On my city bus ride into campus this morning, I was sitting in front of a British man and his female co-worker,  a native Ohioan, one of the locals. Listening to him ask her questions about the area, it brought me back to the first months that I spent here, overwhelmed by the sheer amount of things to do nearby. Sure, Cleveland proper is a large city (population of approximately 400,000), but what amazed me even more when I visited was the surrounding area. Greater Cleveland (population 3.5 million) is an extraordinary sprawl, with suburb unfolding into suburb — each a city in its own right — covering a huge area. And since I had a few dozen new area friends overnight (friends and acquaintances of lovers), who were from a variety of suburbs, I took it upon myself to learn each and every Greater Cleveland suburb’s orientation with regard to Cleveland (N-E-S-W) and some fact about that place. I found it helped when I had a friend whose face I could associate with the suburb. It might sound a bit dorky and OCD to methodically study my new home in this way, but I found it helped immensely with the confusion and anxiety that my new surroundings provoked.

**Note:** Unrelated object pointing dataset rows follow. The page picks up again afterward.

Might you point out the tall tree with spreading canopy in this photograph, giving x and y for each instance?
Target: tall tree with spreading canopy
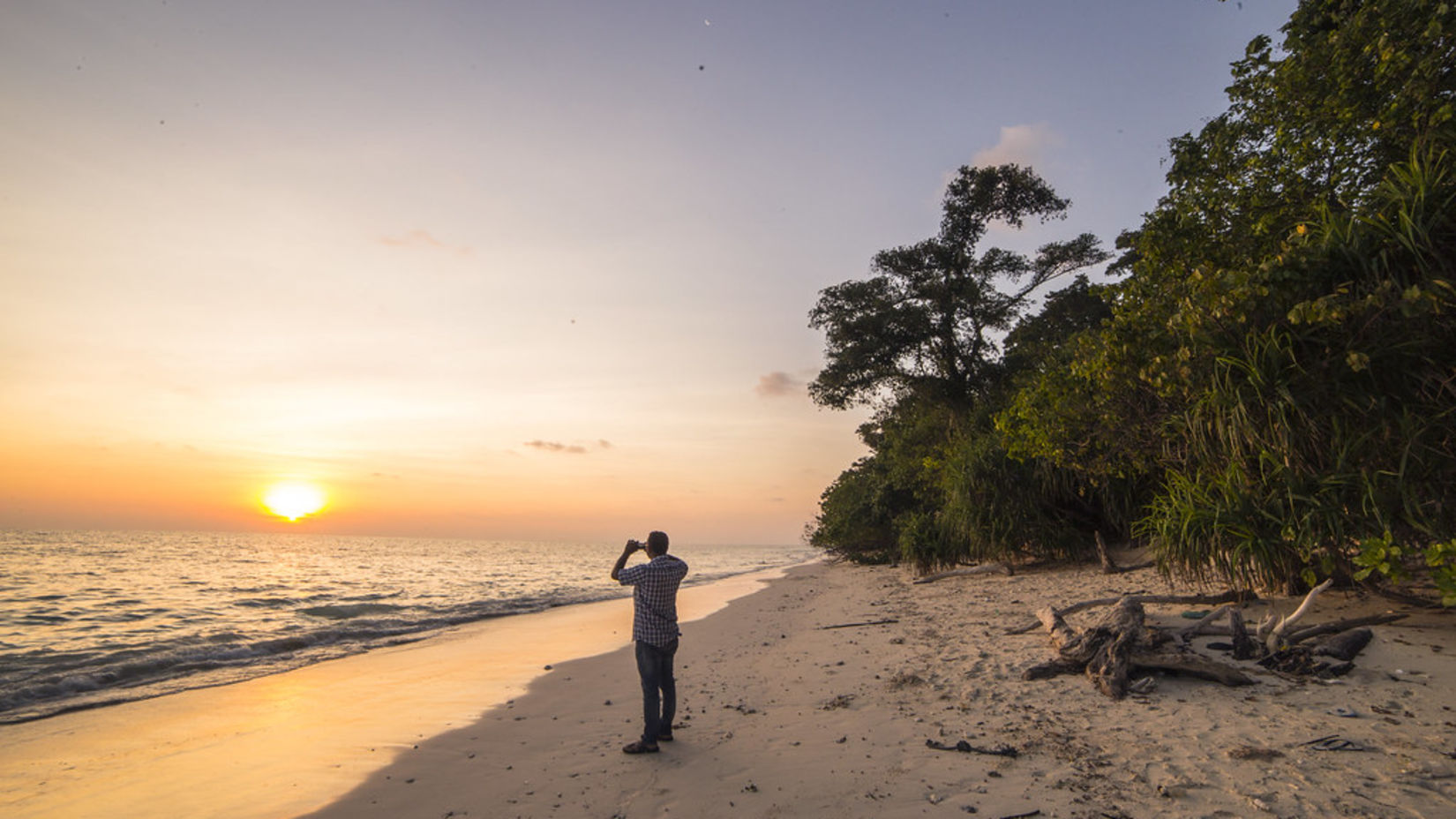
(927, 322)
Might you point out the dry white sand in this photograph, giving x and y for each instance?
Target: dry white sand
(785, 718)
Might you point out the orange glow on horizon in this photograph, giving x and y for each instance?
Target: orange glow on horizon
(293, 500)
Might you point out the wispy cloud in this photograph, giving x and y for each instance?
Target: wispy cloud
(777, 385)
(423, 239)
(1024, 145)
(566, 447)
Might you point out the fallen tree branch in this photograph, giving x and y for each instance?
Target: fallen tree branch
(1174, 599)
(983, 568)
(1189, 633)
(1191, 665)
(855, 624)
(1303, 608)
(967, 748)
(1301, 635)
(1122, 643)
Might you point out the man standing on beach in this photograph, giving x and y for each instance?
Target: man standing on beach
(654, 628)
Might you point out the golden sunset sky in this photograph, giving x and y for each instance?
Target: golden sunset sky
(530, 270)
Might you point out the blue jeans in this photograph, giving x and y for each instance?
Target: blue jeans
(656, 666)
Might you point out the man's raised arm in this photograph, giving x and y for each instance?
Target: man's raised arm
(622, 561)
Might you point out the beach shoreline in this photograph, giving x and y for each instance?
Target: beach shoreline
(819, 695)
(813, 695)
(284, 743)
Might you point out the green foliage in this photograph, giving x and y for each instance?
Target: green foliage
(855, 518)
(1268, 396)
(923, 324)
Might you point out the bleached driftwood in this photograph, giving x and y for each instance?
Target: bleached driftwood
(1272, 643)
(1301, 635)
(983, 568)
(1169, 599)
(1122, 643)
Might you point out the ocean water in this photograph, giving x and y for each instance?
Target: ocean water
(95, 618)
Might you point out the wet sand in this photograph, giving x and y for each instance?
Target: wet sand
(811, 697)
(286, 743)
(784, 716)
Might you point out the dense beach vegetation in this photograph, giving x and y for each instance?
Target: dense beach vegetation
(1265, 395)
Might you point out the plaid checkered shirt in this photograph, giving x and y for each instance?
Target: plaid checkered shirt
(654, 597)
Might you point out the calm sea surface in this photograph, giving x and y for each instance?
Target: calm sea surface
(95, 618)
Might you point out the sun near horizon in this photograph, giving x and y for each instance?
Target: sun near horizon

My biggest source of anxiety was that not only did I know essentially nothing about the area when I moved here but I’d never lived in a city before, having grown up in rural Maine. The streets in the Midwest are a lot wider than the ones on the Eastern Seaboard (designed for early settlers who were not driving cars), and as I walked around the suburbs, I often felt vertigo and that the streets were wide enough to swallow me. Not only that, but the sounds of the suburbs during the summer — lawnmowers, children playing, cars driving by — were intrusive and unsettling, like constant static in in the background. I felt as though the sounds of my neighbors going about their daily lives were voices in my head that I couldn’t escape, couldn’t silence.

I’ve had a number of adventures here. The first time I boarded a city bus, I waited 30 minutes on the wrong side of the road before realizing the error of my ways and corrected my mistake. Then I rode to the end of the line before realizing I had read the transit directions wrong and gone the wrong direction to meet up with my transfer. I could very well have stayed on the bus and ridden it all the way to the correct stop (as my bus driver was going to loop around after a short break), but I was so embarrassed that I gave up on the trip (was going to meet Skyspook at a bowling alley for one of his work events) got off there and walked the 2 miles home, a reasonable distance but one that feels much longer when you’re doing so out of shame and not wearing the right shoes.

So as I listened to the British man ask his co-worker questions, much of it was very familiar, explanations about the layout of the area. However, he was city acclimated and much more focused on soaking up what he considered to be essential aspects of US culture. For instance, he was keen on going to a movie theater with padded recliner seats as he felt that was quintessentially American and was astonished that the bus driver wasn’t ringing a bell at the stops like UK bus drivers do.

It was so entertaining that I was sad when they got off at their office.